6/10
Doesn't Fully Connect
26 November 2010
David Fincher has always been one of my favorite directors, a visual stylist unafraid of pushing boundaries or putting his full effort into controversial (and sometimes even grotesque) scripts. With the exception of "Alien3," my affection for this auteur has maintained stable through the years; even more difficult, patience-testing, mainstream-leaning works like "Zodiac" and "The Curious Case of Benjamin Button" maintain a human solidity and warmth at their labyrinth cores. And hot on the trail of those mainstream-leaning works comes "The Social Network," a film that has been hailed as capturing the Zeitgeist of our time (embodied in Mark Zuckerberg -- played here by Jesse Eisenberg -- the founder of Facebook); and while nobody ever said a Zeitgeist needed to be embraced by all, I found the coldness of the film overall to be its most notable (and most crippling) aspect. The film presents Zuckerberg as a motor-mouthed, self-absorbed, and socially inept college kid who, in a fit of anger over a girl who has just snubbed him, germinates the seed of Facebook over the course of a few drunken hours (the film will return to the theme of romantic/personal failure as the seed of vengeance-through-technology retribution more than once); the remainder of "The Social Network" criss-crosses between present day and flashback, chronicling the bridges Zuckerberg burned as quickly as they were built, and the wake of angry, ripped-off colleagues and contemporaries left in the dust as Facebook became the Internet's premier social networking site. While Aaron Sorkin's whip-cracking dialog all too often feels like a less endearing, less caustic version of Mamet-speak that is never as clever as it thinks it is, the real surprise of "The Social Network" is the utter conventionality of Fincher's direction.

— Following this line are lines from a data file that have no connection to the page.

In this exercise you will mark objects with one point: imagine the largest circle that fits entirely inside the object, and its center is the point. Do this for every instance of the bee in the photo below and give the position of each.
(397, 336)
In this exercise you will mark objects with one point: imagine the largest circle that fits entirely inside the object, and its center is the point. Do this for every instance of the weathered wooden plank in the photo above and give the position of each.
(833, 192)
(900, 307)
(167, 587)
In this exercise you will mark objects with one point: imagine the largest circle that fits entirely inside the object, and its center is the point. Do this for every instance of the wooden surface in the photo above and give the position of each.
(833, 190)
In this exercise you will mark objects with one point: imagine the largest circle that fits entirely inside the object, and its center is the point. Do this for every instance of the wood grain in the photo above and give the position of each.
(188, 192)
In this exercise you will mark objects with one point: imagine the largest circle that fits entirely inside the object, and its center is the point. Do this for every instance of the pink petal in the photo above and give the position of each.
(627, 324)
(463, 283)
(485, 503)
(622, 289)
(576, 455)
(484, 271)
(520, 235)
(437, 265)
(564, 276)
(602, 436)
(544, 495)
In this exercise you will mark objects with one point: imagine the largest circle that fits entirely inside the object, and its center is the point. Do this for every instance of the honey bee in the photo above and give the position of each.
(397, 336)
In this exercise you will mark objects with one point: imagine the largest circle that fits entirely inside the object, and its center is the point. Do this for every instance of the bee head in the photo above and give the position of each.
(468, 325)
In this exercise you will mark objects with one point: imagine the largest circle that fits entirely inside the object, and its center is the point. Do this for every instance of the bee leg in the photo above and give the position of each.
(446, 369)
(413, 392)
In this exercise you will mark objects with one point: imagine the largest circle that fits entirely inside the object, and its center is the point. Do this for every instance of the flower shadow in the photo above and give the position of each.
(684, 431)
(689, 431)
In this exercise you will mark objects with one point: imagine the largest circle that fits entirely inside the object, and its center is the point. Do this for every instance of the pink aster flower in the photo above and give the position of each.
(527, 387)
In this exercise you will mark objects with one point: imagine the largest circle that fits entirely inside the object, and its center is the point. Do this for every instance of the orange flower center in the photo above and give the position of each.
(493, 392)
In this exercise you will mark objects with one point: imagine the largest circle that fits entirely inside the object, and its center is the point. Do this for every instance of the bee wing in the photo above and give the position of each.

For a film as jam-packed with characters as this, we never feel especially close to anybody, and Zuckerberg (who is essayed with an admirable lack of grace, couth, and empathy by Eisenberg), who dominates the proceedings, is both loathsome and pathetic. Perhaps a second viewing will be more fulfilling, but for now, "The Social Network" is a rather unappetizing contemporary history lesson without much beyond its incendiary content to recommend it. Actually, it is worth viewing for the fantastic minimalist score by Trent Reznor and Atticus Ross.